La ragazza si è lanciata nel vuoto ieri mattina all’alba dalla sua abitazione ed è morta dopo alcune ore di agonia all’ospedale San Giuliano di Giugliano. Sul posto, dopo l’accaduto è intervenuta un’ambulanza, che l’ha trasportata d’urgenza al vicino nosocomio, dove è stata subito ricoverata in terapia intensiva, in gravissime condizioni. Sul luogo dell’incidente sono giunti anche i carabinieri, diretti dal capitano Francesco Piroddi, per tentare di fare luce sulla dinamica dell’accaduto. La tragedia ha sconvolto i residenti della zona di Casacelle, dove poco più di un mese fa un’altra donna era morta per essere caduta dal quarto piano del suo appartamento nel parco GB Casa sempre nella zona periferica della città.

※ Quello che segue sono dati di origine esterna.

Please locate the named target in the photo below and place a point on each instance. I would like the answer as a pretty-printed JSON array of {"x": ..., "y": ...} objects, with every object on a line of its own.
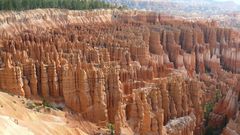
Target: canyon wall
[{"x": 143, "y": 72}]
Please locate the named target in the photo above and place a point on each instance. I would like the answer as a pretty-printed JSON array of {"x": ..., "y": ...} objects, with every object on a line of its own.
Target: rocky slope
[
  {"x": 17, "y": 117},
  {"x": 143, "y": 72}
]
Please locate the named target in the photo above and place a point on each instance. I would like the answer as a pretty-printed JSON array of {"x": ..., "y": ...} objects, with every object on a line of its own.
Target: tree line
[{"x": 64, "y": 4}]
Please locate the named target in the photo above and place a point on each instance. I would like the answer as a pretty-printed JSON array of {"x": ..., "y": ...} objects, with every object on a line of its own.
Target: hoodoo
[{"x": 139, "y": 72}]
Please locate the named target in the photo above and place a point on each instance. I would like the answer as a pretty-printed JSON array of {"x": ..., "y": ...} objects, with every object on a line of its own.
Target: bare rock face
[{"x": 143, "y": 72}]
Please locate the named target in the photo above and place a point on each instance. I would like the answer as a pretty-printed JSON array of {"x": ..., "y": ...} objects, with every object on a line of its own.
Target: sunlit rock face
[{"x": 143, "y": 72}]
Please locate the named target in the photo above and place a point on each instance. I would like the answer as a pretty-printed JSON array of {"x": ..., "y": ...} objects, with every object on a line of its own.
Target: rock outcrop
[{"x": 142, "y": 72}]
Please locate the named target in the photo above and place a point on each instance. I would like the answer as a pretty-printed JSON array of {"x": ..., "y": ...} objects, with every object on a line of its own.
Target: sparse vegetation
[
  {"x": 64, "y": 4},
  {"x": 208, "y": 108},
  {"x": 111, "y": 128}
]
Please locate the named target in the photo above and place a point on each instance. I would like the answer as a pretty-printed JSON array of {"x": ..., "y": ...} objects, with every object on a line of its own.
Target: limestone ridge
[{"x": 141, "y": 71}]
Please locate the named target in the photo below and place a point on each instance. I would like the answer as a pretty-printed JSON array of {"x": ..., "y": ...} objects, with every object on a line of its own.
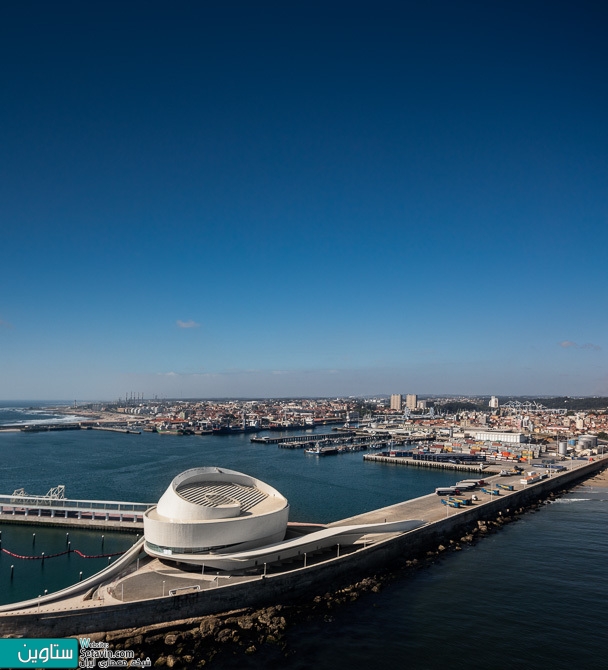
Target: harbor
[{"x": 148, "y": 593}]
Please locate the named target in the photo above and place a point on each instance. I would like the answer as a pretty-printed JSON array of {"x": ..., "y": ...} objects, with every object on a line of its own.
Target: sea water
[{"x": 530, "y": 596}]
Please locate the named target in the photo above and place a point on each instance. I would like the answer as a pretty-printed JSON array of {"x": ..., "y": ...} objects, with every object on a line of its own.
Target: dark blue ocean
[{"x": 533, "y": 595}]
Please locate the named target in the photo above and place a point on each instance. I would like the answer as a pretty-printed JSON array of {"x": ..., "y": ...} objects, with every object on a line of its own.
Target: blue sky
[{"x": 206, "y": 199}]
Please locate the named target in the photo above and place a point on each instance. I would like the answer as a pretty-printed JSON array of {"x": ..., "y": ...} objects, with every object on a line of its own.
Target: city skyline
[{"x": 320, "y": 199}]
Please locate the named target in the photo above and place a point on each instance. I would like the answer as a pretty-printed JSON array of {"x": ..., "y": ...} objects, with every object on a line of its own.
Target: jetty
[{"x": 140, "y": 591}]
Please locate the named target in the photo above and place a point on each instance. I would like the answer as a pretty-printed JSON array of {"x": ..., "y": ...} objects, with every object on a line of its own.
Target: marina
[
  {"x": 280, "y": 573},
  {"x": 326, "y": 490}
]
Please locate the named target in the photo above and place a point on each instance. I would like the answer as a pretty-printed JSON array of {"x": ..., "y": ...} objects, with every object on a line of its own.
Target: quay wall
[{"x": 285, "y": 587}]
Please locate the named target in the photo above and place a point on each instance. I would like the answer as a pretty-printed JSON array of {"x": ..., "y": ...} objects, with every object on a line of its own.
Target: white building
[
  {"x": 222, "y": 519},
  {"x": 498, "y": 436},
  {"x": 410, "y": 400},
  {"x": 206, "y": 509}
]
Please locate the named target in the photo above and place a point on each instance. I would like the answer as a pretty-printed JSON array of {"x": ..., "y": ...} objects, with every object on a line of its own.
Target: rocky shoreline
[{"x": 193, "y": 643}]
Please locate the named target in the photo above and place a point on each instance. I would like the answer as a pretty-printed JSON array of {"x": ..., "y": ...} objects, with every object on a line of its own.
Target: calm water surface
[{"x": 531, "y": 596}]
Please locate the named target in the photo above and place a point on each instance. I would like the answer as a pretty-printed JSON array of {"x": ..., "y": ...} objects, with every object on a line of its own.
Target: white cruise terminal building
[{"x": 230, "y": 521}]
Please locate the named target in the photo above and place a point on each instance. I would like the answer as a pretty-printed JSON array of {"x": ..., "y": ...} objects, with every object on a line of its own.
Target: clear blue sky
[{"x": 303, "y": 198}]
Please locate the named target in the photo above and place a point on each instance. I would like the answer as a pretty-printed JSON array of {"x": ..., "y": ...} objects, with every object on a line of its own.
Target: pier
[
  {"x": 294, "y": 439},
  {"x": 474, "y": 466},
  {"x": 152, "y": 593}
]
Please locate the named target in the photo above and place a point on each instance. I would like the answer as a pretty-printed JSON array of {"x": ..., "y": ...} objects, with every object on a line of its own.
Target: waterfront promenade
[{"x": 139, "y": 591}]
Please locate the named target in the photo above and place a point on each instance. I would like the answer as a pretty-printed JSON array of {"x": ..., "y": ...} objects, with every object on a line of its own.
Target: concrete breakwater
[{"x": 300, "y": 582}]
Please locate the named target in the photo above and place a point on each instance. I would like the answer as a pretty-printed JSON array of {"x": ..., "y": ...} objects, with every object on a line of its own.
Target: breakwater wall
[{"x": 297, "y": 584}]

Su internet la notizia è subito rimbalzata, anche grazie ai media locali, ma è polemica per alcune frasi e alcune foto pubblicate che, secondo gli amici della ragazza, sarebbero state prese da un profilo “fake” che non corrisponderebbe a quello di Siria. «Siria era una ragazza straordinaria, mai nessuno avrebbe immaginato un epilogo simile» affermano alcuni di loro. A vederla dimostrava più anni di quanti ne aveva, praticava nuoto a livello agonistico ed era molto vivace. «Alcune cose che abbiamo letto su internet ci hanno ferito perché non corrispondono all’immagine che conosciamo di Siria». Davanti ad una vita spezzata, in particolare quando si tratta di un adolescente, non ci sono parole per esprimere il dolore, si dovrebbe restare in silenzio, per rispetto della sofferenza che provano i genitori, gli amici e le persone care.